In the next series of experiments, the cellular redox activity of two mixtures of compounds studied was examined (Figure 1). The mixture M1 contained aglycones (quercetin and naringenin); the mixture M2 included glycosides (rutin and naringin). In contrary to expectations, such a combined treatment of HT29 cells did not result in averaged effects and CAA values determined tended to reflect only antioxidant activity of mixtures’ components.

4. Discussion

This study determined the effect of selected flavonoids, aglycones and corresponding glycosides, and their mixtures on cellular antioxidant activity in the colon adenocarcinoma cell line (HT29) model. In general, it was observed that aglycones are stronger modulators of cellular redox homeostasis. The results obtained for rutin and quercetin revealed a dose dependent antioxidant activity of these compounds. Their physiological concentrations (1–10 μM) did not significantly affect the antioxidant status of cells. However, higher concentration (100 μM), which may reflect intestinal epithelium cells being in contact with food ingested, strongly enhanced cellular antioxidant protection, especially in the case of quercetin. For naringin, differences in CAA units for all tested concentrations were small and oscillated around zero, while naringenin exhibited prooxidative properties at higher concentrations tested. Therefore, consumption of these two flavonoids in a purified form, e.g., isolated from citrus fruits, may not offer expected protection against oxidative stress. The presence of sugar residue seemed to quench these strong reducing or oxidative responses leading to the maintenance of proper cellular redox homeostasis. Alternatively, the lower activity of glycosides may result from their more hydrophilic nature, which decreases their bioavailability, thus negatively affecting concentration inside cells.

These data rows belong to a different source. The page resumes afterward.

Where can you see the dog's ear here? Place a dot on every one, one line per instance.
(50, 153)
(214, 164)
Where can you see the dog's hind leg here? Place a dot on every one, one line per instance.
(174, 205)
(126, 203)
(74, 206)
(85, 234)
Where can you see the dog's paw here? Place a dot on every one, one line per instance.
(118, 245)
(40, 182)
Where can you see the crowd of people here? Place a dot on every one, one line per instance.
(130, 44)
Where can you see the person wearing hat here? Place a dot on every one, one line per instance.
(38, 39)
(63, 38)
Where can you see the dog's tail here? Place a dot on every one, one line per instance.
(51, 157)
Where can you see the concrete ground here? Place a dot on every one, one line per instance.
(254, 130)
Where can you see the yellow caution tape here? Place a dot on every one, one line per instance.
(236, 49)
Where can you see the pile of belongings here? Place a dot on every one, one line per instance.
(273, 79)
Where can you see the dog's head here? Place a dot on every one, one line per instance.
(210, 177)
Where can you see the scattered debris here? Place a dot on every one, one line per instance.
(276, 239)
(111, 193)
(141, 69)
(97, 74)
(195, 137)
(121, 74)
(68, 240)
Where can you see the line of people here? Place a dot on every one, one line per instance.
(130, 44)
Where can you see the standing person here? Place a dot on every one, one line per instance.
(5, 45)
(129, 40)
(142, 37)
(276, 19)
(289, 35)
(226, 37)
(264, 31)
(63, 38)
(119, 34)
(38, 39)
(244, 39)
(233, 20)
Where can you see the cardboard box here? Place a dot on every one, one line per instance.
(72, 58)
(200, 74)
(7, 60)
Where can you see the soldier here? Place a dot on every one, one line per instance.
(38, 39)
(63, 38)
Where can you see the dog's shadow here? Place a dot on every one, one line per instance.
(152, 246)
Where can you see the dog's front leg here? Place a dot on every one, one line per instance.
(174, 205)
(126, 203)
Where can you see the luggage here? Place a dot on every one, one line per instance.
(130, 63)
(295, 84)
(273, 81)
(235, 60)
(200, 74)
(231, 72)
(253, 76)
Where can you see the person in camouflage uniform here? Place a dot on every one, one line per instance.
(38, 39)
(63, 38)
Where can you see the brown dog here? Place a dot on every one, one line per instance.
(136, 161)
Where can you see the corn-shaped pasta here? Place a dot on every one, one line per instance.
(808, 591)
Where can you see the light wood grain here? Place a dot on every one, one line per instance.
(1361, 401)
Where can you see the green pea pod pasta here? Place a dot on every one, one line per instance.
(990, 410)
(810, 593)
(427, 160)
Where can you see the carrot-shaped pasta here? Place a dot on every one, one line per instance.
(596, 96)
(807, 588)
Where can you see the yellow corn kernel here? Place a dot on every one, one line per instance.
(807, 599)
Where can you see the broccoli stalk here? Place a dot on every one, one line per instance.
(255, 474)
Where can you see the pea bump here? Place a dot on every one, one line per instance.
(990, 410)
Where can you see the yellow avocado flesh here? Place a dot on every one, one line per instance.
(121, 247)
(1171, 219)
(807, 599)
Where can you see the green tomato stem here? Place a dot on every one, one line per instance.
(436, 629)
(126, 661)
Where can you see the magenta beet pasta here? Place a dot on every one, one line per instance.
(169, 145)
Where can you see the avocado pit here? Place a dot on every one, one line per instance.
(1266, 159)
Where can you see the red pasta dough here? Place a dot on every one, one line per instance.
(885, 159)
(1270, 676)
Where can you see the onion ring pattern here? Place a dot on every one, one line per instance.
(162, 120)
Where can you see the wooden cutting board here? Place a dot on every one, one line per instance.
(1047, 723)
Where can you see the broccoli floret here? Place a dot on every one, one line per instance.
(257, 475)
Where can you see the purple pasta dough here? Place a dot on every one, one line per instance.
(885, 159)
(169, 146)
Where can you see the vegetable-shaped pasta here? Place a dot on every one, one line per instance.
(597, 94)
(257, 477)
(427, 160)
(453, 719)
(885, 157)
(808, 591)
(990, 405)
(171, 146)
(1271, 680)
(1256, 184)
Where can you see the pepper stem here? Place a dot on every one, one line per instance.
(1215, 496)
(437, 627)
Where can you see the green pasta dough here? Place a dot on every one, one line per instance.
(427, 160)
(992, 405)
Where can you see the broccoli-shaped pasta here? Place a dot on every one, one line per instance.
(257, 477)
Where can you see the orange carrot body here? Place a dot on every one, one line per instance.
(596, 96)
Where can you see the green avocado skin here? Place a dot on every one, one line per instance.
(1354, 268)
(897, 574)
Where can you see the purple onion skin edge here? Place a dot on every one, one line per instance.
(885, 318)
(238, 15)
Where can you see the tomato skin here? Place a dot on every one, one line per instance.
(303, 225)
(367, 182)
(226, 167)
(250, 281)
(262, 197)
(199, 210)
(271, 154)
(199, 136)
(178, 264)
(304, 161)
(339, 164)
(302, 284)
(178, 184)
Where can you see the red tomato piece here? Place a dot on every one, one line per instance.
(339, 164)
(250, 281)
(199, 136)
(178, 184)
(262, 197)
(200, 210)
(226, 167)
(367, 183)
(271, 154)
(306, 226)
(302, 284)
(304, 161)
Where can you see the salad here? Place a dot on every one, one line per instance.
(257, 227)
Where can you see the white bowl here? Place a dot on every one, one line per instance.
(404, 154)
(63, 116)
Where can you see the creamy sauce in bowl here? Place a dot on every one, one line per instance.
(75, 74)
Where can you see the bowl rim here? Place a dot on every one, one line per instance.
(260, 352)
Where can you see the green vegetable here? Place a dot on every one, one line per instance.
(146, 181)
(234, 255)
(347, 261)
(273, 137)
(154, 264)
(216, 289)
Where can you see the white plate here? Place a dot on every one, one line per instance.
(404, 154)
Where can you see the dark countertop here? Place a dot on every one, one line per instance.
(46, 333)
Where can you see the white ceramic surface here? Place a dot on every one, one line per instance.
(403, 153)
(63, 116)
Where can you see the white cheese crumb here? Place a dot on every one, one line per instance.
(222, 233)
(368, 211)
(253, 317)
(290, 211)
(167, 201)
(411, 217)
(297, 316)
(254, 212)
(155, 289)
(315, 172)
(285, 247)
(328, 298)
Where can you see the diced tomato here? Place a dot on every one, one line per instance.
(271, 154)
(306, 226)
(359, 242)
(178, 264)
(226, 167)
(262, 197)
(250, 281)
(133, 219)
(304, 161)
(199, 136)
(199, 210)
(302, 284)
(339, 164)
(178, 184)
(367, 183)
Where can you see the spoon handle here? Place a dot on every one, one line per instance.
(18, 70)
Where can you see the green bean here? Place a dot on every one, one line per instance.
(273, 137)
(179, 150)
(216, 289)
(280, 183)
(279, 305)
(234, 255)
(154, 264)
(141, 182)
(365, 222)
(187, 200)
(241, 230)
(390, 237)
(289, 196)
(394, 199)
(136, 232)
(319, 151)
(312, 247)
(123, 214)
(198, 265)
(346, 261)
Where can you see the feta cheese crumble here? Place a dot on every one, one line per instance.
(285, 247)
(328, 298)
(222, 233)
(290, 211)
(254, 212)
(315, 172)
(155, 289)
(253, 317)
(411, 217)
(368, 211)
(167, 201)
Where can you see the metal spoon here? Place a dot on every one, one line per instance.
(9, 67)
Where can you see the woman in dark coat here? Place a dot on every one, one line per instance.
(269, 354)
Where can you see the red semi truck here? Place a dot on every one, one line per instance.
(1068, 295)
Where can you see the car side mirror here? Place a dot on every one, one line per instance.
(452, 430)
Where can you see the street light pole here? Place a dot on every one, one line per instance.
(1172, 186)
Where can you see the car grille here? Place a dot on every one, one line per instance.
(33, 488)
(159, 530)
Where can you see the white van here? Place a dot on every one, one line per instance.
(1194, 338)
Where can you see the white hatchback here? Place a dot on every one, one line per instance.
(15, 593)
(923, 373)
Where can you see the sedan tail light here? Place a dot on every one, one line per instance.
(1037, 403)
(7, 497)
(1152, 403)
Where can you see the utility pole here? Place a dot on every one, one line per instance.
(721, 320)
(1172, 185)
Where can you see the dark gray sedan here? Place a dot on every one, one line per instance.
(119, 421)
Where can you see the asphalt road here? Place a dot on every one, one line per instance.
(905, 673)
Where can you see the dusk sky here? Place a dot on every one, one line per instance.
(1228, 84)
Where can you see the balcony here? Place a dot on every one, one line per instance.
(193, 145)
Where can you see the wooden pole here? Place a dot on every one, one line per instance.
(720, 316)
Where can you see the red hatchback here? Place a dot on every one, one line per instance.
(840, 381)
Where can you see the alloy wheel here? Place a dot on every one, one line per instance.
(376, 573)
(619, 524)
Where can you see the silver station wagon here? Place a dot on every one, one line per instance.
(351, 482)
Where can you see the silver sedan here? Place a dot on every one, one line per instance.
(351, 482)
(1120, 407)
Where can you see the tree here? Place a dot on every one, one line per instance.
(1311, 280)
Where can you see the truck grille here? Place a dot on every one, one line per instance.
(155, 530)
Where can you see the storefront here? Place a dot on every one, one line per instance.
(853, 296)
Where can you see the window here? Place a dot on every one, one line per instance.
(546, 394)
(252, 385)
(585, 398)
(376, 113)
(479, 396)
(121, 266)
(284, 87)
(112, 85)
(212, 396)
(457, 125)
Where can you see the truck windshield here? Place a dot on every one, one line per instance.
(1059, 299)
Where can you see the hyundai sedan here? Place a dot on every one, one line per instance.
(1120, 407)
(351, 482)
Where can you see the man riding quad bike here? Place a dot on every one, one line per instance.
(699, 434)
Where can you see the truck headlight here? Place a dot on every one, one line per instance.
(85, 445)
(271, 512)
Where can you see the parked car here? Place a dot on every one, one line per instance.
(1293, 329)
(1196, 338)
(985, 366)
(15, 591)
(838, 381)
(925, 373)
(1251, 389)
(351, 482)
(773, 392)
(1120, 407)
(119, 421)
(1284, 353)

Interestingly, neither of mixtures showed cellular antioxidant activity that would indicate the additive effect of two components. The presence of the substance with prooxidant activity (naringenin) did not diminish the impact of the antioxidant (quercetin). The response of cells to the treatment with the combination of flavonoids seemed to be only affected by their antioxidant properties, while the prooxidant ones did not influence cellular redox status. This observation suggests that the cellular redox system, when supported by exogenous antioxidants may successfully resist the exposure to prooxidants.